Während des Zweiten Weltkriegs wurden in Marsberg (Westfalen) Kupferschiefer-Vorkommen mit einem Kupfergehalt von nur 1,3–1,5 % abgebaut. Sie enthielten neben anderen Verunreinigungen bis zu 10 % Bitumen. Um möglichst viel Kupfer aus dem niedrigkonzentrierten Erz zu erhalten, verwendete man das Röstreduktionsverfahren: dem Kupferschiefer wurden bis zu 8 % Kochsalz und 2 % Pyrit beigemischt, dann wurde das Gemisch bei Temperaturen von 450–600 °C geröstet. Dabei bildeten sich lösliche Kupfersalze, die aus dem erkalteten Roherz ausgelaugt werden konnten. Die zurückbleibende Schlacke wurden auf Halden deponiert.[1]

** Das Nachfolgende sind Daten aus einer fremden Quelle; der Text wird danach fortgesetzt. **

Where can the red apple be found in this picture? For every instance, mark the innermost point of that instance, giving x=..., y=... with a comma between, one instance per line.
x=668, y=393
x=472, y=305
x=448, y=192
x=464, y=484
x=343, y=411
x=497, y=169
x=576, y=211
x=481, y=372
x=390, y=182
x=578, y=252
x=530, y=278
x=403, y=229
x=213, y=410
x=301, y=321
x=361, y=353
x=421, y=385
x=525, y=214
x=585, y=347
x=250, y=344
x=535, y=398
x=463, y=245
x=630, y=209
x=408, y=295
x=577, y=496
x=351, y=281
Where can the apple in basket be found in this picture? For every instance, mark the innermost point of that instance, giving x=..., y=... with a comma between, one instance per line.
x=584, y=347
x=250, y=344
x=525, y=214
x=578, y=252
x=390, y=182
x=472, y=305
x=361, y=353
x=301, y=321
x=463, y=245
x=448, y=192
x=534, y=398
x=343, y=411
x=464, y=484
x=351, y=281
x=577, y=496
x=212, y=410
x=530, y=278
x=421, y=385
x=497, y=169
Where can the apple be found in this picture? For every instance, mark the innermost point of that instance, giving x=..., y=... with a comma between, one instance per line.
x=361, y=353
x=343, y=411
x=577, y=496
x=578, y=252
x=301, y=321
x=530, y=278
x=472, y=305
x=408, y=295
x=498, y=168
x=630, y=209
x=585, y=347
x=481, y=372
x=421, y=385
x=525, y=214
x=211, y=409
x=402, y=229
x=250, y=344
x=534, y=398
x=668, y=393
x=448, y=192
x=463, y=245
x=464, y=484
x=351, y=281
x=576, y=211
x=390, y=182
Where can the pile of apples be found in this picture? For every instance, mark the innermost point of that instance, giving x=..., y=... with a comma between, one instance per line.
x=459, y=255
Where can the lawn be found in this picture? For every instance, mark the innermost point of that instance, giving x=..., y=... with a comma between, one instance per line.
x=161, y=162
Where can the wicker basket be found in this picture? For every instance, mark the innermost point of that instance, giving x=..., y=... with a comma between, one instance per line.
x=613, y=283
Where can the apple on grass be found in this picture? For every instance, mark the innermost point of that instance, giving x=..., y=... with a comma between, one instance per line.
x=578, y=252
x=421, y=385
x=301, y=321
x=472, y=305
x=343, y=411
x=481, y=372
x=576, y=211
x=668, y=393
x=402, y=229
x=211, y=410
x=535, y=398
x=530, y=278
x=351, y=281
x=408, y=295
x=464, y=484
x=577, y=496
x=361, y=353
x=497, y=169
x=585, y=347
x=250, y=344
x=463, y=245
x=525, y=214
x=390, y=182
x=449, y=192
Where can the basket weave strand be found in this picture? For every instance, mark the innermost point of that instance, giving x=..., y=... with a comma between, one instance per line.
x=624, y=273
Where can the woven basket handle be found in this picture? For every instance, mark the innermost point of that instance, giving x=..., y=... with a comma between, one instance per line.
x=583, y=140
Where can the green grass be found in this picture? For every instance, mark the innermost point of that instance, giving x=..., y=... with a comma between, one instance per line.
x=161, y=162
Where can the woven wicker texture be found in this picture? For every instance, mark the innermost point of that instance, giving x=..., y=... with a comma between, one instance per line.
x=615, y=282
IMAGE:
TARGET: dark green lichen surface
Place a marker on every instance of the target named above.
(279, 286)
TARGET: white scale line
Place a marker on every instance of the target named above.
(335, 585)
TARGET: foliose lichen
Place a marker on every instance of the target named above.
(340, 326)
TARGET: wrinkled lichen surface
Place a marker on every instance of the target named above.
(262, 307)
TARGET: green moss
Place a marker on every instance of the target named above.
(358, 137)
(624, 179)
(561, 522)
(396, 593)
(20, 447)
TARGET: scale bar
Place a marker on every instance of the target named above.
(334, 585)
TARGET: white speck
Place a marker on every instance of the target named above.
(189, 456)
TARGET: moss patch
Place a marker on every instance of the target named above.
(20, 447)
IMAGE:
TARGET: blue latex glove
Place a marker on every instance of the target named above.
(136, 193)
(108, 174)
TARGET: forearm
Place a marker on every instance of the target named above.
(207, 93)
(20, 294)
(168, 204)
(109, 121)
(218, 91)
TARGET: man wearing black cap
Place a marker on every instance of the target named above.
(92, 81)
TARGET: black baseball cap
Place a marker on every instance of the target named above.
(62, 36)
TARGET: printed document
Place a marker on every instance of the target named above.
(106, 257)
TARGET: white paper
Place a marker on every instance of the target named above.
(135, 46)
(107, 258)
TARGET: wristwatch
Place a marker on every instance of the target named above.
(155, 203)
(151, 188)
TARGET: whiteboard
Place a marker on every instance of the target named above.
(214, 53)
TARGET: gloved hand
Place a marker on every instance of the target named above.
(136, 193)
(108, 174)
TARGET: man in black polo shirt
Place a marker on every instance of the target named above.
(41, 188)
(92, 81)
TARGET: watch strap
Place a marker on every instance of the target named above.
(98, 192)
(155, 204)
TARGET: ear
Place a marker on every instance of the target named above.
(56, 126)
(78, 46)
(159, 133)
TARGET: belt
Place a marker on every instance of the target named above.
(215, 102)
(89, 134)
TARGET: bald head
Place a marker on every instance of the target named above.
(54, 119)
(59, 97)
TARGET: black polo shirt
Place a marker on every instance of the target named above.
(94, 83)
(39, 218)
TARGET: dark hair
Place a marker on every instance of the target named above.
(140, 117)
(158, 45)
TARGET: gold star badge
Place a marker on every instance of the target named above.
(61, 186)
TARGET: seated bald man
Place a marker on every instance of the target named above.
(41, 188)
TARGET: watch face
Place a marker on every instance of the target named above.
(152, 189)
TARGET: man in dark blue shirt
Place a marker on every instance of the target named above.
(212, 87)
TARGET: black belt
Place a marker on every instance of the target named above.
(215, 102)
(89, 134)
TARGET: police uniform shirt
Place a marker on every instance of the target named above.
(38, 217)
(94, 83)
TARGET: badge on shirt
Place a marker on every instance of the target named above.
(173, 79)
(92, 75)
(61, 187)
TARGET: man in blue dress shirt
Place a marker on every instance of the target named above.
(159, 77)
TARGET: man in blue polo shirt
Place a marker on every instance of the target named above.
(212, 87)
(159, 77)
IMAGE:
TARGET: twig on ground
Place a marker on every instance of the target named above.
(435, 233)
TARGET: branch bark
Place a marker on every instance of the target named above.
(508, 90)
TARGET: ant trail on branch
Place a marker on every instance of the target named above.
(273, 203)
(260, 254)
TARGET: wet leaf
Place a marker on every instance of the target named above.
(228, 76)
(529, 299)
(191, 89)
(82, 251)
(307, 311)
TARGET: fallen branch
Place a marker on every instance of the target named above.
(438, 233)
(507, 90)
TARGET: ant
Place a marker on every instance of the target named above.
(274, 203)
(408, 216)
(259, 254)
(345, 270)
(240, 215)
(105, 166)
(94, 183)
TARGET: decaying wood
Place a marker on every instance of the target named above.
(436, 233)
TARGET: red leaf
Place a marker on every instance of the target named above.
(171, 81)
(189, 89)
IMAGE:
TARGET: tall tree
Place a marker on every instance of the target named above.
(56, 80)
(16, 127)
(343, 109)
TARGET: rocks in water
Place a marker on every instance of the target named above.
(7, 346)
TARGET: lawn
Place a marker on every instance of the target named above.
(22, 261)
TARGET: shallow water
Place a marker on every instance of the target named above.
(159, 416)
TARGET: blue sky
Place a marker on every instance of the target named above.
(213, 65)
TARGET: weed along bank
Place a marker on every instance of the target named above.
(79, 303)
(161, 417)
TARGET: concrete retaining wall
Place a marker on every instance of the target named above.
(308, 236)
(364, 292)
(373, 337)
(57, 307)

Von 1955 bis 1967 baute die Marsberger Tiefbaufirma Möllmann & Co zwischen 400.000 und 800.000 t dieser Schlacke wieder ab. Sie wurde unter der Bezeichnung Marsberger Kieselrot als Belag für Sport- und Spielplätze oder für den Straßen- und Wegebau verkauft. Man verwendete das Material vor allem in Nordrhein-Westfalen, Hessen, Niedersachsen und Bremen.[2]

Erst 1991 fielen bei Bodenuntersuchungen extrem hohe Dioxingehalte in der Nähe von Sport- und Spielplätzen auf, deren Belag aus Kieselrot bestand. Nachdem die Zusammenhänge geklärt waren, wurden in Deutschland etwa 1400 Sport- und Kinderspielplätze gesperrt. Da man bei Untersuchungen trotz der hohen Belastung nur eine geringe Dioxinaufnahme aus dem Belag fand, wurde ein Teil der Sportplätze einige Zeit später wieder für den Gebrauch freigegeben.[3] Sie sind heute zum größten Teil saniert.[4]

Schadstoffbelastung

Durch das Zusammenkommen von Kohlenstoff, Schwefel und Chlor bei einer vergleichsweise niedrigen Rösttemperatur entstanden im Röstgut erhebliche Verunreinigungen mit hochchlorierten Organochlorverbindungen. In der Schlacke wurden Chlorbenzole, Chlorphenole, polychlorierte Biphenyle und polychlorierte Naphthaline nachgewiesen. Daneben waren auch schwefelhaltige Verbindungen wie chlorierte Benzothiophene enthalten.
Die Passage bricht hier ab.